DaQuan Bracey

No. 32 – Ángeles de la Ciudad de México
- League: CIBACOPA

Personal information
- Born: May 13, 1997 (age 29) Bronx, NY, U.S.
- Listed height: 5 ft 11 in (1.80 m)
- Listed weight: 173 lb (78 kg)

Career information
- High school: Saint Frances Academy (Baltimore)
- College: Louisiana Tech University
- NBA draft: 2020: undrafted
- Playing career: 2020–present

Career history
- 2021: Saigon Heat
- 2021-2022: Akhisar Belediyesispor
- 2022: BK Olomoucko
- 2023: BC Minsk
- 2023-2024: KK Sutjeska
- 2024: Ángeles de la Ciudad de México
- 2024: Mineros de Zacatecas
- 2024: BC Spartak Pleven
- 2025: Hanoi Buffaloes
- 2026–present: Ángeles de la Ciudad de México

= DaQuan Bracey =

American basketball player (born 1997)

DaQuan "DayDay" Bracey (born May 13, 1997) is an American professional basketball player for the Hanoi Buffaloes. He played college basketball for Louisiana Tech University.

==Early life and high school==
In November 2015, Bracey signed a National Letter of Intent with Louisiana Tech University after leading Saint Frances Academy to the semifinals of the Baltimore Catholic League Tournament. He averaged 15 points, 4.6 rebounds and 7 assists per game and was named first team All-BCL and second team All-Metro in Baltimore. Bracey was also selected first team All-Maryland Interscholastic Athletic Association and was chosen as the MVP of the Charm City Classic in 2015. He played his AAU ball for Baltimore Nike Elite.

==College career==
In January 2017, Bracey was honored as Freshman of the Week after averaging 17.5 points in games over Charlotte and Old Dominion. He earned Conference USA Freshman of the Year honors and was selected to the All-Freshman Team.

In October 2018, Bracey was selected to the 2018-2019 Preseason All-Conference USA Team as he returned from a back injury. On December 17, 2018, he helped the team with two victories for second straight week as he was selected as men's college basketball Player of the Week by the Louisiana Sports Writers Association (LSWA) after he averaged 20 points while shooting 56 percent from the field.

In February 2019, Bracey was voted as the Conference USA and the LSWA Player of the Week after averaging 25.5 points, 3.5 rebounds and 3.5 assists per game..

In April 2019, after his junior year, Bracey declared for the NBA Draft. He did not sign with an agent, leaving an option to return to school for his senior year. He led the team in scoring that season with an average of 15.5 points per game.
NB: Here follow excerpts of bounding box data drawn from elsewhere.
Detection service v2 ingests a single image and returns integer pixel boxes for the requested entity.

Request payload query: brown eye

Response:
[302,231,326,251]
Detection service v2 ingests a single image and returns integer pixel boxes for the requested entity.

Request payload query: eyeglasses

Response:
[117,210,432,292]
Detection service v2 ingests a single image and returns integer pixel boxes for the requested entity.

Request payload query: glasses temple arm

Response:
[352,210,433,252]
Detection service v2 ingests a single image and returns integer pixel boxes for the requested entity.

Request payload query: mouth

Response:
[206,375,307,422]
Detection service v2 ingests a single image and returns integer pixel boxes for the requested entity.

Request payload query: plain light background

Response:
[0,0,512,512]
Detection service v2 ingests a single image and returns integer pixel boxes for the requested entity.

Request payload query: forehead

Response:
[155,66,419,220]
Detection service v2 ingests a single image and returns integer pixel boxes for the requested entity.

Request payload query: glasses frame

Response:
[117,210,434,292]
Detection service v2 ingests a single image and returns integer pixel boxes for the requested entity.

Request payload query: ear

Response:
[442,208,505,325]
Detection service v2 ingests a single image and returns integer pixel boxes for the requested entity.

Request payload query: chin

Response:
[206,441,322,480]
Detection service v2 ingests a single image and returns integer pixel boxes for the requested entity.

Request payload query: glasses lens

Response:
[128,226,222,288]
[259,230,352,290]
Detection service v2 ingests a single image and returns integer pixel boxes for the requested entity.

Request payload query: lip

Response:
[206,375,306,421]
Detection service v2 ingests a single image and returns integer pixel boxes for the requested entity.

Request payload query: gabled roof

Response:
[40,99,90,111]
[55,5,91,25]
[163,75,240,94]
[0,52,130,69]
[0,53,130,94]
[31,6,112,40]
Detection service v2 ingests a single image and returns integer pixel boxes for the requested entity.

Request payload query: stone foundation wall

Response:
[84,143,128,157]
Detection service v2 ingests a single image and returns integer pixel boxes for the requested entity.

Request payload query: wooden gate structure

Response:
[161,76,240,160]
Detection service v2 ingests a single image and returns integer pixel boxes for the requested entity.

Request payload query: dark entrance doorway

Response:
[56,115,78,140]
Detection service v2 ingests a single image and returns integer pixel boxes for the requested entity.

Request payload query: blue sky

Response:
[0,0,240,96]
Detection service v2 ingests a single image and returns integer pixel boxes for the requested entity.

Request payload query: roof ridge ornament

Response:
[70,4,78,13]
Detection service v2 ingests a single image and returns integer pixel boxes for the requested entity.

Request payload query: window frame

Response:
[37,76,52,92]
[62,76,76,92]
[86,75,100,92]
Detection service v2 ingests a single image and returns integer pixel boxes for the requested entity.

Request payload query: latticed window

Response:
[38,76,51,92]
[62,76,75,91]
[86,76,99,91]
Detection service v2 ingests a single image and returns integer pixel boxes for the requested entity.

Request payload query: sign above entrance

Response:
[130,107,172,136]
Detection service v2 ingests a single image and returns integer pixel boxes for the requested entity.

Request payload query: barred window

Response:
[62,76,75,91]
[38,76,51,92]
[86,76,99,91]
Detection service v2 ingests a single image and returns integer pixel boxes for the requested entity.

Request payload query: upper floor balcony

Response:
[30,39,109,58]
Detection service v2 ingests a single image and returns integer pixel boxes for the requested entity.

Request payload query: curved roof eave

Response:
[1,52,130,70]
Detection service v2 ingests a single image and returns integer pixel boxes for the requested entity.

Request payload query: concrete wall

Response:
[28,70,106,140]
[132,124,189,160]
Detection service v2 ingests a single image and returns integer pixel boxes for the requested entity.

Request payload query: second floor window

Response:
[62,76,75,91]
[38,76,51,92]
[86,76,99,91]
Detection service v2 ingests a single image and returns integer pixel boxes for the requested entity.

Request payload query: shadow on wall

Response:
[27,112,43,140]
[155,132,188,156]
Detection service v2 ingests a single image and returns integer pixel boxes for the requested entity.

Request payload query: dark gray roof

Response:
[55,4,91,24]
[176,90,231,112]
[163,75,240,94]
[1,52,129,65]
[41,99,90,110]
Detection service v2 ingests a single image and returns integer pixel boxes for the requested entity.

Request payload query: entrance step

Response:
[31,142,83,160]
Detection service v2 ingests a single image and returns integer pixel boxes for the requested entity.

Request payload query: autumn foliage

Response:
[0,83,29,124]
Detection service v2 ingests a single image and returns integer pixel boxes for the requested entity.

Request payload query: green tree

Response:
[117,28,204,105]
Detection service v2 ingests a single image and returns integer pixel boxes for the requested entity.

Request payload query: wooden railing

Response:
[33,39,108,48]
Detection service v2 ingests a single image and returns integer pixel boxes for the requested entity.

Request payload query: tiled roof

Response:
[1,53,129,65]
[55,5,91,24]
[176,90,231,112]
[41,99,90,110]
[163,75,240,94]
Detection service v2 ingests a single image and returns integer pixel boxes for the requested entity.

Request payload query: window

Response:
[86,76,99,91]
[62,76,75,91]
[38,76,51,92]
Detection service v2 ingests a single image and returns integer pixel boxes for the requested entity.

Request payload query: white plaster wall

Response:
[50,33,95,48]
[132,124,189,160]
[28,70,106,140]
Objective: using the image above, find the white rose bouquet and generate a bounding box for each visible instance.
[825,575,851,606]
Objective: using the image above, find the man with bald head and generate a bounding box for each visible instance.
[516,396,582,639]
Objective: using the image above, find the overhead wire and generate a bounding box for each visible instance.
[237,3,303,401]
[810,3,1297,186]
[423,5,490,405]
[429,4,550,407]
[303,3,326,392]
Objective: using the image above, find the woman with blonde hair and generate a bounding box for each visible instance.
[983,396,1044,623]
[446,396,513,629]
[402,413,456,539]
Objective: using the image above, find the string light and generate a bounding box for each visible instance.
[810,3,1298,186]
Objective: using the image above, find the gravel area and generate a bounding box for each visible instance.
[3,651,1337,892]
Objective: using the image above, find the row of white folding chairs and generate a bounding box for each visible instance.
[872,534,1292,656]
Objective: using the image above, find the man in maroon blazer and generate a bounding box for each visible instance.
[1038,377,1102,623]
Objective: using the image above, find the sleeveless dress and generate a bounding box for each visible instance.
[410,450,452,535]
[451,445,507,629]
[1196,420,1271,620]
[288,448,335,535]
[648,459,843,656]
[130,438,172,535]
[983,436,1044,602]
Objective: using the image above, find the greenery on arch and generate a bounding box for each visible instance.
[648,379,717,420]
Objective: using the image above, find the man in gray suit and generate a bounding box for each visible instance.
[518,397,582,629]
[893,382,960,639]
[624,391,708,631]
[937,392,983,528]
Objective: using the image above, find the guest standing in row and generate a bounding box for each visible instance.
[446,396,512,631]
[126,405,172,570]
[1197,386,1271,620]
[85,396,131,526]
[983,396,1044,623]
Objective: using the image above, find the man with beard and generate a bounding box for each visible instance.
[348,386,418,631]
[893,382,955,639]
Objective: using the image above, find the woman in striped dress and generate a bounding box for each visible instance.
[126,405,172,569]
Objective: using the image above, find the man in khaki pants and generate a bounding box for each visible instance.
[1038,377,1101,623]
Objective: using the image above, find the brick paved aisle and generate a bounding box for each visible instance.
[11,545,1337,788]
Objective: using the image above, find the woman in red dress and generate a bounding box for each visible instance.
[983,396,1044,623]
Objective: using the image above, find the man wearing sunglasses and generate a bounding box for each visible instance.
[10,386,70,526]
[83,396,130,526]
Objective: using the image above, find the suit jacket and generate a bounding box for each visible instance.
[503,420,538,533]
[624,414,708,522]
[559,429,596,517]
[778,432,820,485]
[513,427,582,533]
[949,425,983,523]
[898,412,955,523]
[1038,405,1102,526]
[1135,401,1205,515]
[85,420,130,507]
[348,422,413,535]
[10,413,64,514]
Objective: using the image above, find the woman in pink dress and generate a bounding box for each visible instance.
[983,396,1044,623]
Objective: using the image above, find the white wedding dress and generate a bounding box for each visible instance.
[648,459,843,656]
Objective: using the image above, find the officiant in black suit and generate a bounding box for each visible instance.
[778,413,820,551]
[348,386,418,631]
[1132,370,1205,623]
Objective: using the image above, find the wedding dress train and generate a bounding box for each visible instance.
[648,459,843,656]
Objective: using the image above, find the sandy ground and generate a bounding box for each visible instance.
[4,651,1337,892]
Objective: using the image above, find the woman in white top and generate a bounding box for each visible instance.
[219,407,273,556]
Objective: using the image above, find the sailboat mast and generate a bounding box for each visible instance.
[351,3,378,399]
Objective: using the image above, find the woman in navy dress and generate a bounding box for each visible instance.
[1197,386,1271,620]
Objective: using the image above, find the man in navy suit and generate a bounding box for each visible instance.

In October 2019, Bracey was selected to the 2019-2020 Preseason All-Conference USA Team. Entering his senior year, he was one of only four Louisiana Tech Bulldogs in program history to have 1,000 career points and 400 career assists.

In March 2020, Bracey selected to the Division 1 All-District 11 Team, voted on by member coaches of the National Association of Basketball Coaches. He was named to the first team and it was his second postseason honor as he was also named First Team All-Conference USA.

In April 2020, Bracey was named First Team All-Louisiana by LSWA. He was one of only two Bulldogs to start all 30 games his senior season. He led the team in minutes played, scoring, and assists for a second straight year.

==Professional career==
===Saigon Heat (2021)===
In February 2021, after going undrafted in the NBA Draft, Bracey began his pro career in Vietnam with the Saigon Heat.

===KK Sutjeska (2023-2024)===
On August 1, 2023, Bracey signed with KK Sutjeska of the Prva A Liga. He had previously played with BC Minsk and in those 8 games he averaged 17.4 points, 3 rebounds and 5 assists per game.

==Personal life==
Bracey is the son of Patrice Bracey and Darrell Williams. He has four siblings.